How to subprocess a big list of files using all CPUs?

Question

I need to convert 86,000 TEX files to XML using the LaTeXML library in the command line. I tried to write a Python script to automate this with the subprocess module, utilizing all 4 cores.

def get_outpath(tex_path):
    path_parts = pathlib.Path(tex_path).parts
    arxiv_id = path_parts[2]
    outpath = 'xml/' + arxiv_id + '.xml'
    return outpath

def convert_to_xml(inpath):
    outpath = get_outpath(inpath)

    if os.path.isfile(outpath):
        message = '{}: Already converted.'.format(inpath)
        print(message)
        return

    try:
        process = subprocess.Popen(['latexml', '--dest=' + outpath, inpath], 
                                   stderr=subprocess.PIPE, 
                                   stdout=subprocess.PIPE)
    except Exception as error:
        process.kill()
        message = "error: %s run(*%r, **%r)" % (e, args, kwargs)
        print(message)

    message = '{}: Converted!'.format(inpath)
    print(message)

def start():
    start_time = time.time()
    pool = multiprocessing.Pool(processes=multiprocessing.cpu_count(),
                               maxtasksperchild=1)
    print('Initialized {} threads'.format(multiprocessing.cpu_count()))
    print('Beginning conversion...')
    for _ in pool.imap_unordered(convert_to_xml, preprints, chunksize=5): 
        pass
    pool.close()
    pool.join()
    print("TIME: {}".format(total_time))

start()

The script results in Too many open files and slows down my computer. From looking at Activity Monitor, it looks like this script is trying to create 86,000 conversion subprocesses at once, and each process is trying to open a file. Maybe this is the result of pool.imap_unordered(convert_to_xml, preprints) -- maybe I need to not use map in conjunction with subprocess.Popen, since I just have too many commands to call? What would be an alternative?
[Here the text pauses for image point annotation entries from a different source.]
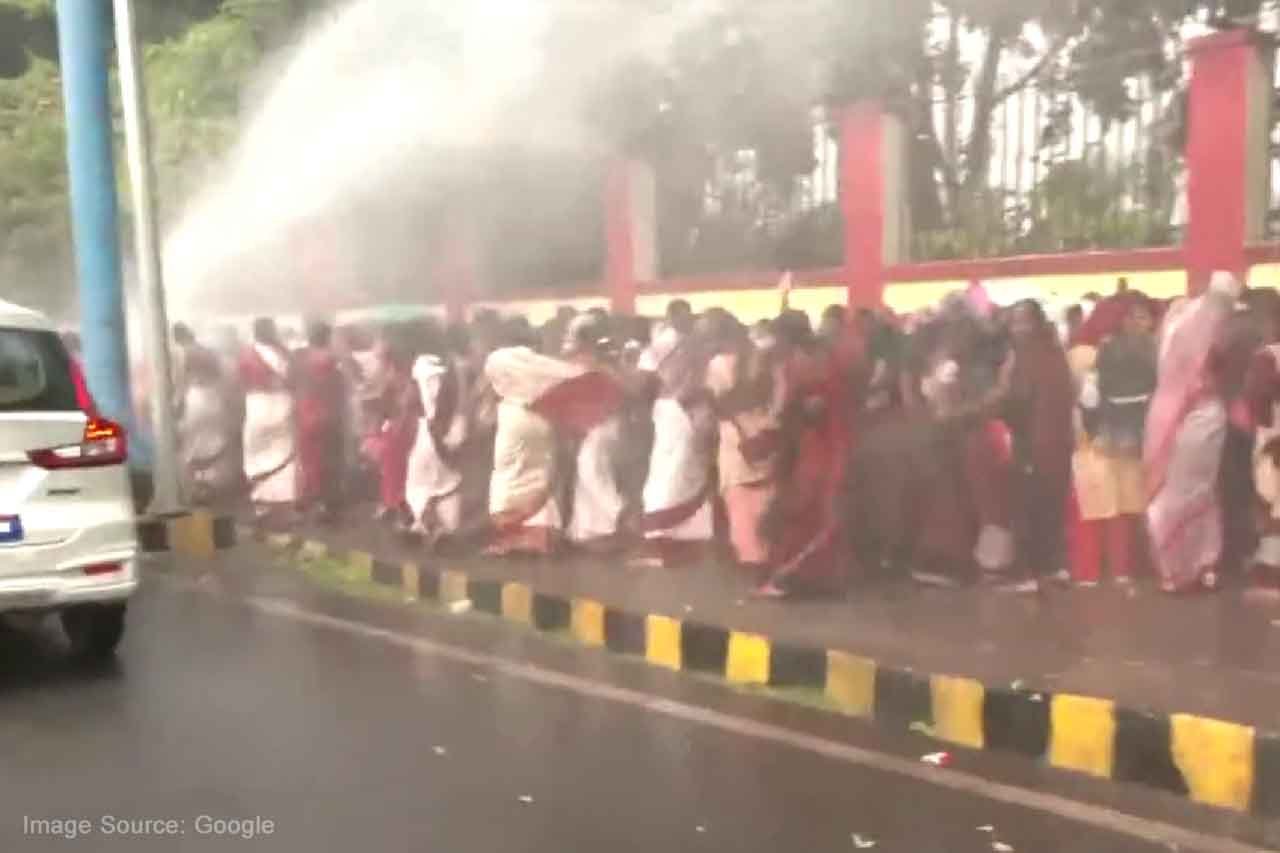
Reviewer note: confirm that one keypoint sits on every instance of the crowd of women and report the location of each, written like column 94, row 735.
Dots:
column 968, row 443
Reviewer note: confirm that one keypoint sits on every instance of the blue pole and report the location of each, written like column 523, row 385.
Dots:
column 83, row 44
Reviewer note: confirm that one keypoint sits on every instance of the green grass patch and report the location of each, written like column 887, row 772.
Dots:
column 343, row 576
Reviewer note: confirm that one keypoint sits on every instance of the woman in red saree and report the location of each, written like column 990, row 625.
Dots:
column 542, row 398
column 320, row 402
column 398, row 409
column 803, row 520
column 1184, row 439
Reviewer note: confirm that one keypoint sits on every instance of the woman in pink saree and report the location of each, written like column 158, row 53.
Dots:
column 1183, row 450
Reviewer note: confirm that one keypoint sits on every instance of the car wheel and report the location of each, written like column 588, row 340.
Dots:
column 94, row 630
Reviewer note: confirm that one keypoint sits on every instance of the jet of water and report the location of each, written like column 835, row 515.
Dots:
column 384, row 97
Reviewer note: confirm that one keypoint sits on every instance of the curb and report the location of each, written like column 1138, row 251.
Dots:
column 195, row 534
column 1208, row 761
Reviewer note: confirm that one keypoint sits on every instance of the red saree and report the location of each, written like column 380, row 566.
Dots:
column 819, row 430
column 320, row 414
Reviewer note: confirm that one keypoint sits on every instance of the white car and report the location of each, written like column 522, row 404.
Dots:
column 68, row 534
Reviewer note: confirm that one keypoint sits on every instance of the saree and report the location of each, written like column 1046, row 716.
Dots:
column 206, row 427
column 746, row 479
column 818, row 429
column 538, row 395
column 598, row 501
column 676, row 497
column 270, row 442
column 1183, row 447
column 320, row 427
column 1262, row 392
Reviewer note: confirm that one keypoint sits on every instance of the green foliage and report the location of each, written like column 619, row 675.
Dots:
column 1078, row 205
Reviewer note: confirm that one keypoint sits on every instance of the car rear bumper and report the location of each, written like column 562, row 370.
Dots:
column 69, row 587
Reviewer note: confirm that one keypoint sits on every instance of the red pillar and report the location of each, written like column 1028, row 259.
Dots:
column 1226, row 153
column 630, row 232
column 458, row 269
column 872, row 169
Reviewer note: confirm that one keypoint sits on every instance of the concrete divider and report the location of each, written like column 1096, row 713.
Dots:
column 1208, row 761
column 197, row 534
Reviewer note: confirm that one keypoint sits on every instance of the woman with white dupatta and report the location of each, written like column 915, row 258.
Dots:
column 434, row 483
column 270, row 432
column 677, row 518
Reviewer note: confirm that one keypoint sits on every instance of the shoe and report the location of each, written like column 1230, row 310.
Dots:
column 769, row 591
column 1020, row 587
column 931, row 579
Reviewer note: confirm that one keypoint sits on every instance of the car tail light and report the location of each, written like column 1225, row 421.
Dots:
column 104, row 445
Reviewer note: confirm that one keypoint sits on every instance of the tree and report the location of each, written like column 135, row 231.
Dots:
column 200, row 56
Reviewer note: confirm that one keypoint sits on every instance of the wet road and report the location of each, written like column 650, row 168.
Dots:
column 344, row 738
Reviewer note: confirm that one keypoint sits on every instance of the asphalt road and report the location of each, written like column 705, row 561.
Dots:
column 228, row 719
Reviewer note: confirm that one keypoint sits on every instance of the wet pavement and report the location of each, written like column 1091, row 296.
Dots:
column 223, row 707
column 1212, row 655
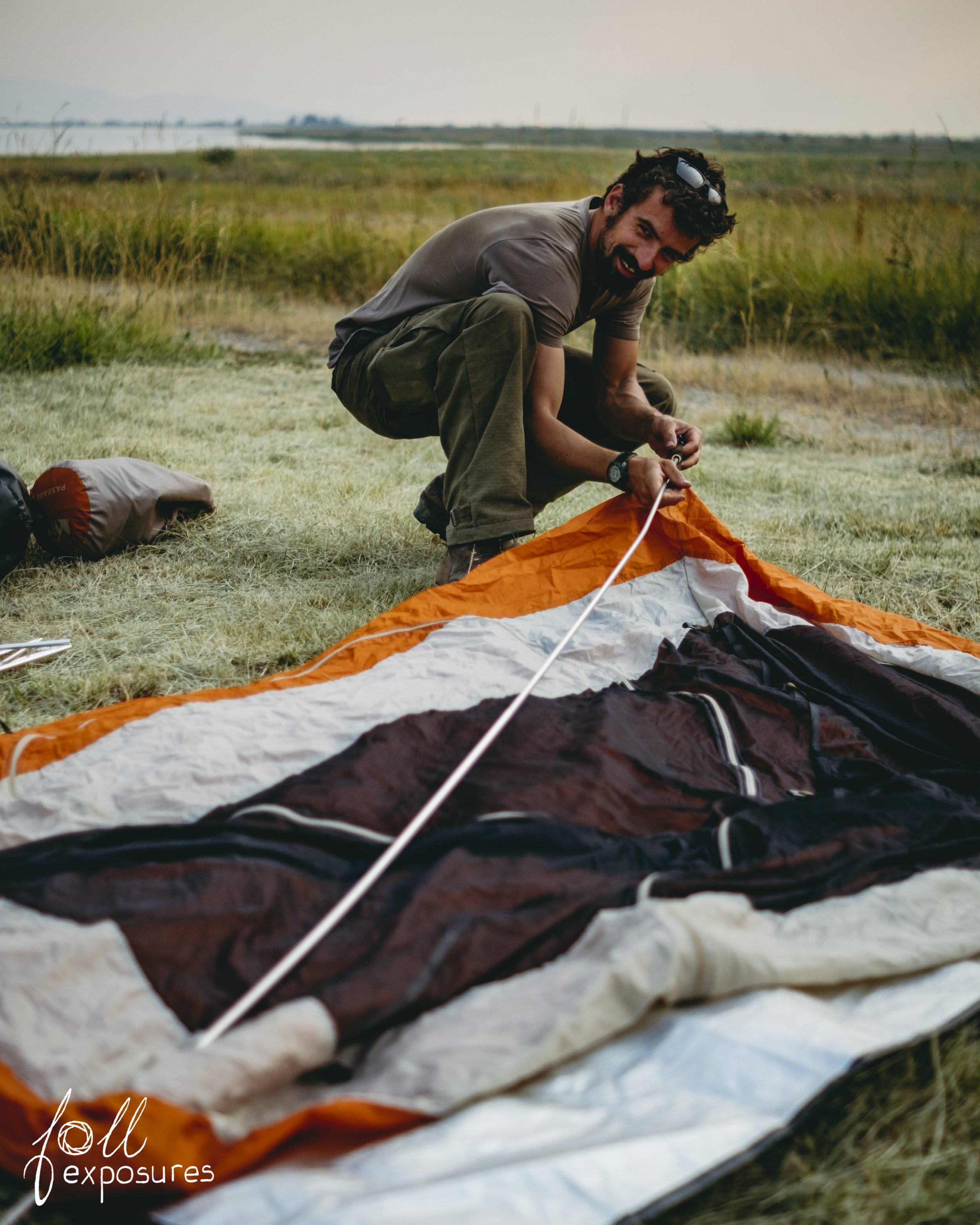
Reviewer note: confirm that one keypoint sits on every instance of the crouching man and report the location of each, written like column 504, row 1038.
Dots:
column 466, row 342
I've spent all day trying to figure out the right way to approach bulk subprocessing. I'm new to this part of Python, so any tips for heading in the right direction would be much appreciated. Thanks!

unutbu · Accepted Answer

In convert_to_xml, the process = subprocess.Popen(...) statements spawns a latexml subprocess. Without a blocking call such as process.communicate(), the convert_to_xml ends even while latexml continues to run in the background.

Since convert_to_xml ends, the Pool sends the associated worker process another task to run and so convert_to_xml is called again. Once again another latexml process is spawned in the background. Pretty soon, you are up to your eyeballs in latexml processes and the resource limit on the number of open files is reached.
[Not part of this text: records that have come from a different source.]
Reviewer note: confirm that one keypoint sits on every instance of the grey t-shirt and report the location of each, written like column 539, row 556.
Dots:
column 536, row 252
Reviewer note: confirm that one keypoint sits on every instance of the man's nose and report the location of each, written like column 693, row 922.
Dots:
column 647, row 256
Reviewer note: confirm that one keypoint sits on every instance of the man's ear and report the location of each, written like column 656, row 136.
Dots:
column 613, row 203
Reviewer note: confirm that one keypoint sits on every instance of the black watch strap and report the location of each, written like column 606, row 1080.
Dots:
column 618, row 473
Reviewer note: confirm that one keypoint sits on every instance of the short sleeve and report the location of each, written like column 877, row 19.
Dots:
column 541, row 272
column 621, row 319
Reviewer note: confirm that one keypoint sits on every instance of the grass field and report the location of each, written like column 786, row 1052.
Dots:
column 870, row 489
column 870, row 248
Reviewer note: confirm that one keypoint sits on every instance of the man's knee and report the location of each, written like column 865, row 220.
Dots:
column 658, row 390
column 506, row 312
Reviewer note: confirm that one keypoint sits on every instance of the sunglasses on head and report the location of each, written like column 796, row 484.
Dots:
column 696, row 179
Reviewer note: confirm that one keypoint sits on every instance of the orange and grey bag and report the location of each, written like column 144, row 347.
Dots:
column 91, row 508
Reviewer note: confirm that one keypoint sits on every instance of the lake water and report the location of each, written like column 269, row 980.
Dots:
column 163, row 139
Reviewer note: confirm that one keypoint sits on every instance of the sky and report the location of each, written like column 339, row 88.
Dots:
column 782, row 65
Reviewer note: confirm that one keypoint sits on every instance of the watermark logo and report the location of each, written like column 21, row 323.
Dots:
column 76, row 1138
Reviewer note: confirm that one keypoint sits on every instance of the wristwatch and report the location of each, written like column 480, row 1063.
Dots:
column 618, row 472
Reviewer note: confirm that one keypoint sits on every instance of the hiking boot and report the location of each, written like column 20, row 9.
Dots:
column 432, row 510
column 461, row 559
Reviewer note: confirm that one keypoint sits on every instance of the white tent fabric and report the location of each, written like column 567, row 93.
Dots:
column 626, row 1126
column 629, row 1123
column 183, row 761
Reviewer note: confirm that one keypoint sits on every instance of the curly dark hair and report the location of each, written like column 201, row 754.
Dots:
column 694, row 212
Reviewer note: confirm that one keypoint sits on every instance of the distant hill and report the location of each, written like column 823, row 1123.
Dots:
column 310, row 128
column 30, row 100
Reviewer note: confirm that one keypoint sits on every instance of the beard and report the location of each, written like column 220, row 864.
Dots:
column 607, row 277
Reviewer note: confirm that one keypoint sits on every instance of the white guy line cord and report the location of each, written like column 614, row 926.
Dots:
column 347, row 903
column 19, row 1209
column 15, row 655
The fix is easy: add process.communicate() to tell convert_to_xml to wait until the latexml process has finished.

try:
    process = subprocess.Popen(['latexml', '--dest=' + outpath, inpath], 
                               stderr=subprocess.PIPE, 
                               stdout=subprocess.PIPE)
    process.communicate()                                   
except Exception as error:
    process.kill()
    message = "error: %s run(*%r, **%r)" % (e, args, kwargs)
    print(message)

else: # use else so that this won't run if there is an Exception
    message = '{}: Converted!'.format(inpath)
    print(message)

Regarding if __name__ == '__main__':

As martineau pointed out, there is a warning in the multiprocessing docs that code that spawns new processes should not be called at the top level of a module. Instead, the code should be contained inside a if __name__ == '__main__' statement.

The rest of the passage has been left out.